Jennie's POV"Please do everything you have to do just to bring her back, please!" I saw how lifeless Lisa's body is, because of the emotions that I am feeling right now, I barely know or make sure if she is still alive.
I felt an arm around me, stopping me to follow Lisa inside of the ER. I felt my legs got weak and sat on the cold floor.
"Jennie, shh... Everything will be alright I promise you. Lisa is a fighter, she have been through a lot before she met you again. Please..." She lean her head on my shoulder. I hugged her back and sobbed, I can't take the feelings and situation that I am in now. "Have a little faith in her."
I felt my heart broke into little pieces when she said those, I wished I have spend a lot of time while we are still together, I have wished I just followed my heart and how I wished I did everything while I still had the chances to make her happy, for us to be.
There's so many regrets, I have wished that I shouldn't have this amnesia, all of the thoughts and imagination that I had with her vanished when Dahyun stabbed her, I can't see myself, to everything if she's not in it.
Soon I felt my body relaxed and I fell asleep.
2 years later
Walking on a the grassy area, I shouldn't wear heels when I know this would happen again.
" I will totally listen to my thoughts next time if I am going to visit cemetery for her." I sighed knowing I am a little far to my destination.
"Why did they even locate her corpse there, what a great consideration people." Her body was like in the back of the cemetery which pissed me off everytime I visit her.
Many minutes passed, I finally made it. Suck to have low energy, I easily get tired of everything. "Finally I am here now!" I smiled at her, at her grave.
"It's the same date again! You thought we will easily remove me huhh! I won't never forget you, just to let you know." I giggled. "Ugh... I know you always wonder why I am visiting you every now and then but come on, why do you not love me now huh."

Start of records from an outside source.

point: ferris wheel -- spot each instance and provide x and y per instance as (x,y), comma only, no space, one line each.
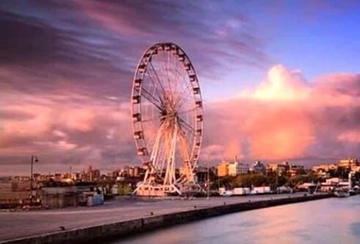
(167,115)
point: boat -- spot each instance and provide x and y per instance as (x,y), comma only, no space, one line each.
(341,192)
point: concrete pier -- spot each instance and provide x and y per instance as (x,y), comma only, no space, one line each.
(145,217)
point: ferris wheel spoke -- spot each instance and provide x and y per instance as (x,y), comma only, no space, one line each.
(182,101)
(186,111)
(186,126)
(155,85)
(151,98)
(157,78)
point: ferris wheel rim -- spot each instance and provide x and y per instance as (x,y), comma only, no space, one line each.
(143,63)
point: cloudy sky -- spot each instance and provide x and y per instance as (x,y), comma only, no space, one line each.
(280,79)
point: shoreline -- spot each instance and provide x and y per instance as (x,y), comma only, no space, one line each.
(124,229)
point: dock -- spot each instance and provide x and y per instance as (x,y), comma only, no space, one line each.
(124,217)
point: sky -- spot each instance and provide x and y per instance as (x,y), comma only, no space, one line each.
(280,79)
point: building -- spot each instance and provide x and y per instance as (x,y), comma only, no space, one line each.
(258,168)
(348,163)
(222,169)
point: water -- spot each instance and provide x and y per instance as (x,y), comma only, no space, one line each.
(330,221)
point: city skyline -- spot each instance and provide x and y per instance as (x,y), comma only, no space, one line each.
(280,81)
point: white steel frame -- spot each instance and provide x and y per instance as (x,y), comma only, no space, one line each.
(167,114)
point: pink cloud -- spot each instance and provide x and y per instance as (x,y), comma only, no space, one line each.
(286,116)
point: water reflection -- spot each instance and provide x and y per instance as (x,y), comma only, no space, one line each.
(329,221)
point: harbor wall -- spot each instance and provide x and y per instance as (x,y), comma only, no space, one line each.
(117,230)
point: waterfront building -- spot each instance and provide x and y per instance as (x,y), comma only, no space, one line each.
(258,167)
(222,169)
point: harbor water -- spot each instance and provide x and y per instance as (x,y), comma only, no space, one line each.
(330,221)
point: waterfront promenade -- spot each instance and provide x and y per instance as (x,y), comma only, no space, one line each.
(30,223)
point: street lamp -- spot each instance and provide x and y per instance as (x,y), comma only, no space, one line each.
(33,159)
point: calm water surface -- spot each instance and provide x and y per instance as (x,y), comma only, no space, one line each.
(335,220)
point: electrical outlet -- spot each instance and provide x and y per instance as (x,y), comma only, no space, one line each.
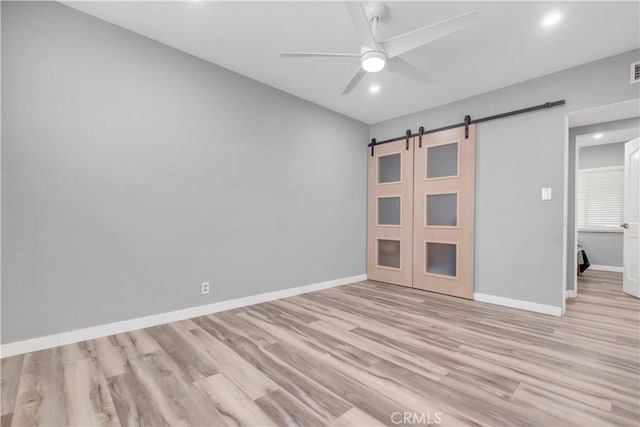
(205,288)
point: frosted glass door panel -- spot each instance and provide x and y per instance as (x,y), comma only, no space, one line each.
(442,161)
(389,168)
(442,210)
(389,253)
(441,259)
(389,210)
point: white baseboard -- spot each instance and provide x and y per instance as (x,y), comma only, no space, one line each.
(70,337)
(606,268)
(516,303)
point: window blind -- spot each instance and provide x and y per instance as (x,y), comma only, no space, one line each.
(600,198)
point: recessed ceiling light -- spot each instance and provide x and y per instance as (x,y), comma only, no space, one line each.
(551,18)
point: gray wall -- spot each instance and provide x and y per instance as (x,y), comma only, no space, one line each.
(132,172)
(518,245)
(602,248)
(602,156)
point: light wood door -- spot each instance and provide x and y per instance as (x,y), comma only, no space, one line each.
(390,214)
(444,199)
(631,279)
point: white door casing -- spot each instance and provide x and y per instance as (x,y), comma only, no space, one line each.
(631,281)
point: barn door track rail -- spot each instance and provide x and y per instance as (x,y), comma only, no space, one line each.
(466,123)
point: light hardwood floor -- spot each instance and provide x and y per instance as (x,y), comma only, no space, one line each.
(353,355)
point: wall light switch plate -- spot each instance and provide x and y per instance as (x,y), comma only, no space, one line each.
(205,288)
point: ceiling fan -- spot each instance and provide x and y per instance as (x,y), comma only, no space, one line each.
(377,55)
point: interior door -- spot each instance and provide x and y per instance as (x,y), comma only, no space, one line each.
(444,200)
(630,281)
(390,213)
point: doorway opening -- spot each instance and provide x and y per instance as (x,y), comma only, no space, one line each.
(595,194)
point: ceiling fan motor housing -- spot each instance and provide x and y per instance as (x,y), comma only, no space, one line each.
(373,61)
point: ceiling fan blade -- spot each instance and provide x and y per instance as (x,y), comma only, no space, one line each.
(354,81)
(318,54)
(402,67)
(361,24)
(408,41)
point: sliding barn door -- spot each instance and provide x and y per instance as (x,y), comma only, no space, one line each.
(444,196)
(390,214)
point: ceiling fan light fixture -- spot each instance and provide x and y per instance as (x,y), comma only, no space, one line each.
(374,61)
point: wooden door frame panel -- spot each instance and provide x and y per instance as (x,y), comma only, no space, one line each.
(403,232)
(462,285)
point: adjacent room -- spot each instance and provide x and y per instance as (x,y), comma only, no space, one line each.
(320,213)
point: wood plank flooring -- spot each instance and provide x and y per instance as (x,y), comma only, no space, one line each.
(357,355)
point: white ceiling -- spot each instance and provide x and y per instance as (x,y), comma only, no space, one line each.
(605,113)
(507,45)
(609,137)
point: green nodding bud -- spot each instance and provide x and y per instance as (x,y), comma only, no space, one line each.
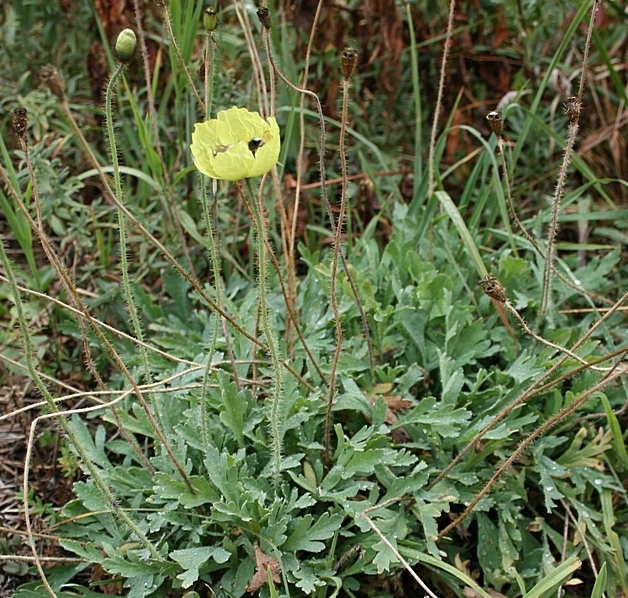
(125,45)
(263,14)
(210,19)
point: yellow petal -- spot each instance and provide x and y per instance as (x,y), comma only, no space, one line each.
(235,145)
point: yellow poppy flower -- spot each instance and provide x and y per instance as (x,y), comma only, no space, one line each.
(236,145)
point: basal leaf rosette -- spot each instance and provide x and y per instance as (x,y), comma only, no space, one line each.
(236,145)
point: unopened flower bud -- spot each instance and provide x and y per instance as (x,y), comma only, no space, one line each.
(210,19)
(348,60)
(125,45)
(264,16)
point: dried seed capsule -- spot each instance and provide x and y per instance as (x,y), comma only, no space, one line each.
(210,19)
(125,45)
(572,108)
(495,120)
(348,60)
(264,16)
(20,123)
(493,288)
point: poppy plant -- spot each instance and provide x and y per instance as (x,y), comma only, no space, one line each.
(236,145)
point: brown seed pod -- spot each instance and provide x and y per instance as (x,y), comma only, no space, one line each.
(348,60)
(572,108)
(20,123)
(495,120)
(493,288)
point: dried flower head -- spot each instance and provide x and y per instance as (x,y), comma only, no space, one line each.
(20,123)
(495,120)
(493,288)
(210,19)
(236,145)
(572,108)
(348,60)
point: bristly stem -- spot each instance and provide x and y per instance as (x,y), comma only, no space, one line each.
(125,275)
(439,99)
(614,373)
(277,407)
(573,107)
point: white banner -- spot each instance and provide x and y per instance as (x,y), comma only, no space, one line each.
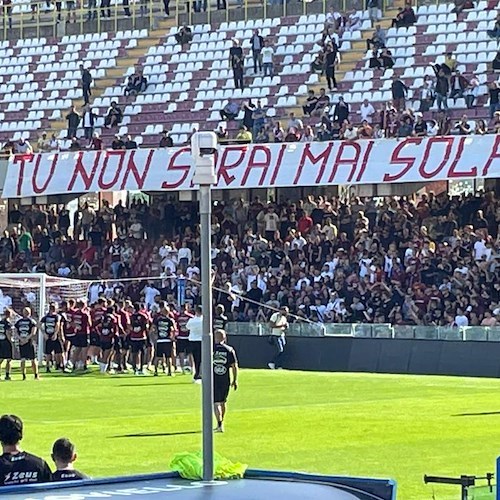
(379,161)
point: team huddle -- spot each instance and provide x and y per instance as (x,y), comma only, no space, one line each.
(116,335)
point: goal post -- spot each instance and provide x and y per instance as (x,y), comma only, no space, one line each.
(37,291)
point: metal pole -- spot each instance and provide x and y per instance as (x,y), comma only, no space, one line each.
(207,346)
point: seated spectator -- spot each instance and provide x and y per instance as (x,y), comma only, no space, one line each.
(323,134)
(292,135)
(96,143)
(406,127)
(114,116)
(365,130)
(308,135)
(378,39)
(458,84)
(461,5)
(14,463)
(22,147)
(75,144)
(341,111)
(184,35)
(278,132)
(311,102)
(221,133)
(230,111)
(495,64)
(166,141)
(244,136)
(318,65)
(262,136)
(64,456)
(495,32)
(129,143)
(405,17)
(118,143)
(481,128)
(136,83)
(54,144)
(366,111)
(43,144)
(427,95)
(420,127)
(449,65)
(350,132)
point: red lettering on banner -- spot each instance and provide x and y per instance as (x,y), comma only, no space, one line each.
(264,164)
(111,154)
(451,172)
(396,159)
(185,167)
(364,163)
(22,160)
(346,161)
(132,169)
(79,170)
(435,140)
(40,190)
(308,156)
(495,153)
(224,167)
(277,166)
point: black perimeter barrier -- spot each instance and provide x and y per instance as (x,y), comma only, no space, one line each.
(351,354)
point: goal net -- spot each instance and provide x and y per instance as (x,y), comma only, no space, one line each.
(37,291)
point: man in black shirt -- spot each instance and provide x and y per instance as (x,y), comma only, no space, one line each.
(6,342)
(17,466)
(51,327)
(224,361)
(163,333)
(64,455)
(26,329)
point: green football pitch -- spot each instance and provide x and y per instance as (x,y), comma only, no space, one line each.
(390,426)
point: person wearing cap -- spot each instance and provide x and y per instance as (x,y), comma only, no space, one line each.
(17,466)
(279,325)
(224,362)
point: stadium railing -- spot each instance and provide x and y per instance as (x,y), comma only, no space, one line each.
(379,330)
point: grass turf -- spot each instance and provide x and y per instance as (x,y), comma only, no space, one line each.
(395,426)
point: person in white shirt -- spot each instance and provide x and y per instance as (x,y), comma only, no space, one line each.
(267,54)
(195,327)
(279,325)
(366,110)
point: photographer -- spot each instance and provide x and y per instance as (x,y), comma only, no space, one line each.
(279,325)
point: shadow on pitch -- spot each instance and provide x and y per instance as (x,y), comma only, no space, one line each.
(478,414)
(156,434)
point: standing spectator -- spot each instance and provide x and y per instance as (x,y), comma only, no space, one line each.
(373,9)
(442,89)
(366,110)
(377,40)
(341,112)
(399,92)
(86,78)
(230,111)
(267,55)
(493,92)
(88,122)
(114,116)
(331,60)
(257,44)
(427,95)
(458,84)
(73,118)
(236,60)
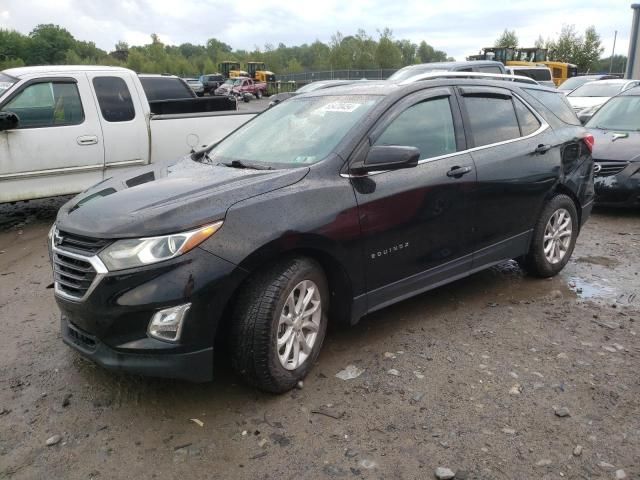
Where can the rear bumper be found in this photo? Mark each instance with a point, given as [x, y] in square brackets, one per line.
[621, 189]
[196, 366]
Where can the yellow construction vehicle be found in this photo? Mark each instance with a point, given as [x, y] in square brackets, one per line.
[528, 57]
[259, 73]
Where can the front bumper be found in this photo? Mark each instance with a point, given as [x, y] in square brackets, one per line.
[109, 325]
[621, 188]
[196, 366]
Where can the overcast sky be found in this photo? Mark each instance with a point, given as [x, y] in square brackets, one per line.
[459, 27]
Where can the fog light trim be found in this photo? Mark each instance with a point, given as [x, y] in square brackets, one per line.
[166, 324]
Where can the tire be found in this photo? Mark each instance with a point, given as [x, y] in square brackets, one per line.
[257, 325]
[558, 211]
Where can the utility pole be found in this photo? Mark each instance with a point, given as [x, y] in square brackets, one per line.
[633, 65]
[613, 51]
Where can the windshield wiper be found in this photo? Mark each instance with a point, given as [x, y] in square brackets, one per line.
[241, 164]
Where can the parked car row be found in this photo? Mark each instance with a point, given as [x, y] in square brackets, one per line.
[331, 205]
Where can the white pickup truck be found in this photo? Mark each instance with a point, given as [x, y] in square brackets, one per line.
[65, 128]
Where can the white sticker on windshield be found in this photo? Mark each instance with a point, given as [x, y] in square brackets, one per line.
[340, 107]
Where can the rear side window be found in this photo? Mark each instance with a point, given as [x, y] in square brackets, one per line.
[556, 103]
[527, 120]
[428, 126]
[492, 119]
[165, 88]
[47, 104]
[114, 99]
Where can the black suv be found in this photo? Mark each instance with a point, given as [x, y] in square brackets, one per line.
[326, 207]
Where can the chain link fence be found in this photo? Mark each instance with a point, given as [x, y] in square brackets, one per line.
[293, 81]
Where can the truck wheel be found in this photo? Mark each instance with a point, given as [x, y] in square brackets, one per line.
[554, 237]
[279, 323]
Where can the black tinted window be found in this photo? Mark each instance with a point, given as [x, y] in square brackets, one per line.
[428, 126]
[492, 119]
[165, 88]
[528, 121]
[114, 99]
[556, 103]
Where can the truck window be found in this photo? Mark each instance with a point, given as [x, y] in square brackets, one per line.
[500, 126]
[114, 99]
[165, 88]
[47, 104]
[428, 126]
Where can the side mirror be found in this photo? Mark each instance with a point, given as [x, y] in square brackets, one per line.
[388, 157]
[8, 121]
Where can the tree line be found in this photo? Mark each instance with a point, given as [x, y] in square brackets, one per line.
[51, 44]
[583, 50]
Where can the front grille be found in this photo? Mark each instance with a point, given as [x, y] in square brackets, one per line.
[73, 276]
[81, 338]
[80, 244]
[610, 168]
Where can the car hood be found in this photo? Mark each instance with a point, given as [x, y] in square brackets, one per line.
[161, 199]
[586, 102]
[615, 145]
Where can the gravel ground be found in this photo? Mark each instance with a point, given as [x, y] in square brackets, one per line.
[498, 376]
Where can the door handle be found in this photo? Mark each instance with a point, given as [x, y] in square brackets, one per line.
[542, 149]
[87, 140]
[457, 172]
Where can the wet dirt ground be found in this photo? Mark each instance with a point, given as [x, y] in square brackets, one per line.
[471, 376]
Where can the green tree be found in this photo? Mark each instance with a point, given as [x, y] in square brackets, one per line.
[49, 44]
[589, 50]
[388, 55]
[507, 39]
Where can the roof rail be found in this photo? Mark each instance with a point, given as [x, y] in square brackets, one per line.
[480, 75]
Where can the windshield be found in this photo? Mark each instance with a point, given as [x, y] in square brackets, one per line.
[620, 113]
[301, 131]
[5, 82]
[597, 89]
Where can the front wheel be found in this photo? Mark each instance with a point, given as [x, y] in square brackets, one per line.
[279, 323]
[554, 238]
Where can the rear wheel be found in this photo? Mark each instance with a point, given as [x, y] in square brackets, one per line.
[279, 324]
[554, 238]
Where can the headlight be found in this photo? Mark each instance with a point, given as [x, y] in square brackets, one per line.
[144, 251]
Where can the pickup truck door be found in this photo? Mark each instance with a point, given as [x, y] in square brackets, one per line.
[123, 118]
[58, 134]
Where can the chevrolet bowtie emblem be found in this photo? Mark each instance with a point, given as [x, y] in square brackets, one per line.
[616, 136]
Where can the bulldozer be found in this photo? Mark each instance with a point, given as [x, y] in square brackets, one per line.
[259, 73]
[231, 69]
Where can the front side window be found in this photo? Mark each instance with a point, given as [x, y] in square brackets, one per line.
[492, 119]
[428, 126]
[47, 104]
[114, 99]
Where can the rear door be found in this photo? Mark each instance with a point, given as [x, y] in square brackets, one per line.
[517, 160]
[416, 223]
[59, 134]
[123, 119]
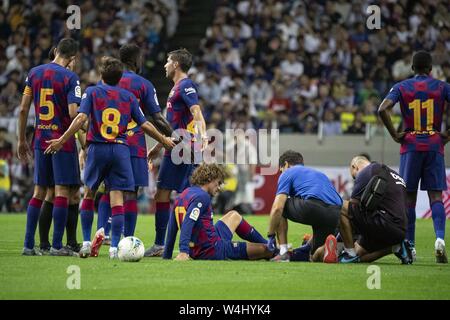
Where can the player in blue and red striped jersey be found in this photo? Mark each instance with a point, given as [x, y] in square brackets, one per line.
[56, 93]
[422, 102]
[145, 93]
[183, 112]
[110, 109]
[200, 238]
[45, 216]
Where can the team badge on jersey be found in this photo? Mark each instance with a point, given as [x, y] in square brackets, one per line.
[195, 213]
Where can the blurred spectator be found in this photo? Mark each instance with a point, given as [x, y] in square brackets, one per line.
[358, 126]
[6, 149]
[331, 125]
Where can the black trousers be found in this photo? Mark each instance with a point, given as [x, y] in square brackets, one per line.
[322, 217]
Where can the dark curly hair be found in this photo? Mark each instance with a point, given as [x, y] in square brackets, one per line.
[291, 157]
[207, 173]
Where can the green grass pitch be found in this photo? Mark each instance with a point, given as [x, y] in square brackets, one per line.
[153, 278]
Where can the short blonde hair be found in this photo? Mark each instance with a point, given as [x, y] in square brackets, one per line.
[207, 173]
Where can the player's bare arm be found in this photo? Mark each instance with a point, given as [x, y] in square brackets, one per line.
[200, 124]
[161, 124]
[276, 213]
[384, 113]
[23, 149]
[150, 129]
[56, 144]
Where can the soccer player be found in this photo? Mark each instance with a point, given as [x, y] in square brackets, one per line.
[45, 216]
[200, 238]
[145, 93]
[109, 109]
[183, 112]
[381, 230]
[422, 101]
[56, 93]
[306, 196]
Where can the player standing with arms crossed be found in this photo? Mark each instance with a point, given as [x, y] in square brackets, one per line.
[110, 109]
[56, 93]
[145, 93]
[183, 112]
[422, 102]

I felt my legs got tired, I sat on the grass and just faced her grave.
" To be honest I know you're asking me why am I still visiting you..." I let my time passed by for a little bit. "I am not doing this because of guilt... I promise you."
I put the flowers that I brought for her, "We are already past that, I am just enjoying spending my time here in front of you... I feel peaceful and not guilt, not like the last time. I just realized..." I felt tears running down my cheeks, the warm air hugs my whole body. I felt at ease and warm heart.
" You are probably happy that you are not with your girlfriend. How nice is it. All of the pain you felt... I know you got tired of the anger that was inside of you few years ago but I know you are not ready to move on to the memories that you have with your girlfriend. "
Remembering how I saw the anger and pain in her eyes while she held me as a hostage, I understood where we was coming from. My past hunt me after that event happened, I blamed myself for having an amnesia because of what I had, I can actually help her but I can't when I don't remember everything. I was so tired of blaming myself when I was just a victim of Manuel. He should be the one I am blaming because of what he did to Sana, to Dahyun and to my life but... I can't. At some point, I learned because of him.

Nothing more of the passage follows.